Philosophy

Dogma 23: from disposable scroll to deliberate viewing.

The framework argues for slower cinematic attention and a return to physical, curated, shared viewing conditions.

When content becomes disposable, presence becomes the medium.

In the source corpus, Dogma 23 appears as a response to digital attention fragmentation: restoring value to moving images through context, duration, and collective encounter.

Execution principles

  • Film as event and dialogue space, not only as a streamable file
  • Curated display and process trace (text, frames, production context)
  • Linking artistic form with local and social utility
  • Long-form attention as a condition for cultural sustainability

Dogma 23 context

Dogma 23 is framed as a response to fragmented attention conditions in which film is often consumed too quickly to generate shared meaning. This page presents the philosophy as a working framework that links production, exhibition, and dialogue with audiences.

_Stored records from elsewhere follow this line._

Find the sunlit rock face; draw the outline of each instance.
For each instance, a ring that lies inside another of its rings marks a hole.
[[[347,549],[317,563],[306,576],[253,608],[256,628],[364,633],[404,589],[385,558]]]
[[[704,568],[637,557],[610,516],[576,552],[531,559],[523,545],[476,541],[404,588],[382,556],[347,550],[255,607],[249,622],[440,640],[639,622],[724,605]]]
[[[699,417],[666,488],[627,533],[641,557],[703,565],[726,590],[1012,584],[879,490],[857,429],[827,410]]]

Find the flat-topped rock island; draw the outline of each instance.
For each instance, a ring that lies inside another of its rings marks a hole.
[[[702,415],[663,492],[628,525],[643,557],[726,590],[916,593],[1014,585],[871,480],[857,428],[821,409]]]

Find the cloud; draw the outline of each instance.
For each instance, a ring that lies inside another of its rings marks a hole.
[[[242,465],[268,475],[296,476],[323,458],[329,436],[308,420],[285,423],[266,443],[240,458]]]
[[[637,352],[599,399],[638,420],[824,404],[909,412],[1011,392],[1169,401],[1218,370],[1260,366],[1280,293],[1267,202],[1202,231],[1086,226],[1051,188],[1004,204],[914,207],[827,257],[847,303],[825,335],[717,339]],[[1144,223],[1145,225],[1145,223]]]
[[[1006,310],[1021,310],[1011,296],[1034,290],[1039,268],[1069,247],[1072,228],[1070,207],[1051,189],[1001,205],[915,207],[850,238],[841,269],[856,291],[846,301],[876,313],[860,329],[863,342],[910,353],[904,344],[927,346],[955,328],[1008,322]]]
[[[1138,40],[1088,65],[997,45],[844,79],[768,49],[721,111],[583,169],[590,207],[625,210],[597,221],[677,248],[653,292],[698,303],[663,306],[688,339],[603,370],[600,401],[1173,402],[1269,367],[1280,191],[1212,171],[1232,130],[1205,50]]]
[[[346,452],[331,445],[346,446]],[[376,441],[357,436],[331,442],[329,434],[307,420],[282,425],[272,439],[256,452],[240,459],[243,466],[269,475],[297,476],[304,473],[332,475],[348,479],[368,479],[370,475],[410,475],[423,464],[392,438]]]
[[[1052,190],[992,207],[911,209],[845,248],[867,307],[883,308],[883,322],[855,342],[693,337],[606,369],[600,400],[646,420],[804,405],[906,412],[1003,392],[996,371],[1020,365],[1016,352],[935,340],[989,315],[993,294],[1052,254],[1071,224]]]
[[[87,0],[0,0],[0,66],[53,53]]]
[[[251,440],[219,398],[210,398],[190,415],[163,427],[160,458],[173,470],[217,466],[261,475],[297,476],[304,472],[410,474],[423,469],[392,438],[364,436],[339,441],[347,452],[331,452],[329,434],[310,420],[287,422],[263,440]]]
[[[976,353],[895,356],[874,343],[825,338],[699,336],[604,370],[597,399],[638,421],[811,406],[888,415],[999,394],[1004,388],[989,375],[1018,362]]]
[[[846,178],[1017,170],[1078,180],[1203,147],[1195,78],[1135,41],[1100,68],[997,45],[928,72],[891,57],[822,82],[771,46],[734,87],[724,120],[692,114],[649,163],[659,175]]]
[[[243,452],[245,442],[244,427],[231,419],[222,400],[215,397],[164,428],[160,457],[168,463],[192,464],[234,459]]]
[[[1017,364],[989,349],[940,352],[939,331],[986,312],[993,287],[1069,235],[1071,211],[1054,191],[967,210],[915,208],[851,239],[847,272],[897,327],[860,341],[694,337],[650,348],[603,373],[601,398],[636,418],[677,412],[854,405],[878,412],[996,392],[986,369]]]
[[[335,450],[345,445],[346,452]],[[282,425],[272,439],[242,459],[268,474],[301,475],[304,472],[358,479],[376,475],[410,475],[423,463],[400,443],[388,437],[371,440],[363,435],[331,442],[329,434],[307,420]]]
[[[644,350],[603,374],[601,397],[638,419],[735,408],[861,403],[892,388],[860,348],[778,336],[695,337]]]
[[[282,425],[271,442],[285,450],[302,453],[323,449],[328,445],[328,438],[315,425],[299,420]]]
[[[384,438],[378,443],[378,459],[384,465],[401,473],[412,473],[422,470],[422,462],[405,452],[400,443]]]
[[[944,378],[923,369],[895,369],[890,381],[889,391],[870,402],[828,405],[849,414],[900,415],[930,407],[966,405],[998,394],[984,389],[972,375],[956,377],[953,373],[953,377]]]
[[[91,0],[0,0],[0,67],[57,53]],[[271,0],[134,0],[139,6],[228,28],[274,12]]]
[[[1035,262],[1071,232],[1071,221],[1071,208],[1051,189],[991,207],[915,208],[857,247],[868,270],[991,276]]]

Instead of assuming distribution alone is enough, the focus is on context, duration, and space for interpretation. The goal is to restore cinema as a collective encounter where viewers can engage critically and socially with the work.

Principles

The principles of Dogma 23 prioritize slower reception, clear curatorial intention, and transparent process trace. That includes choosing screening settings deliberately, shaping post-screening conversations, and documenting decisions that influenced the work. When audiences can see how and why content was produced and presented, trust and participation deepen. In this way, philosophy becomes operational practice rather than abstract positioning, helping teams align artistic direction with public-facing responsibility.

Practice

In practice, the framework means adapting each program to local conditions and available resources without reducing artistic ambition. Screenings and workshops are planned as connected events that leave educational and social traces within the host community. Film is treated as a starting point for collaboration, learning, and future production cycles rather than as an isolated output. The archive therefore records methods and process choices alongside outcomes, so teams can reuse and improve what already works.

Public function

The public function of Dogma 23 treats culture as long-term infrastructure that helps communities articulate priorities and needs. When film is used as a meeting space, discussions can extend beyond the screening to include education, ecology, and social cohesion. That function depends less on spectacle and more on continuity and trust between organizers, collaborators, and returning audiences. The philosophy therefore supports durable public relevance through repeated, carefully structured encounters.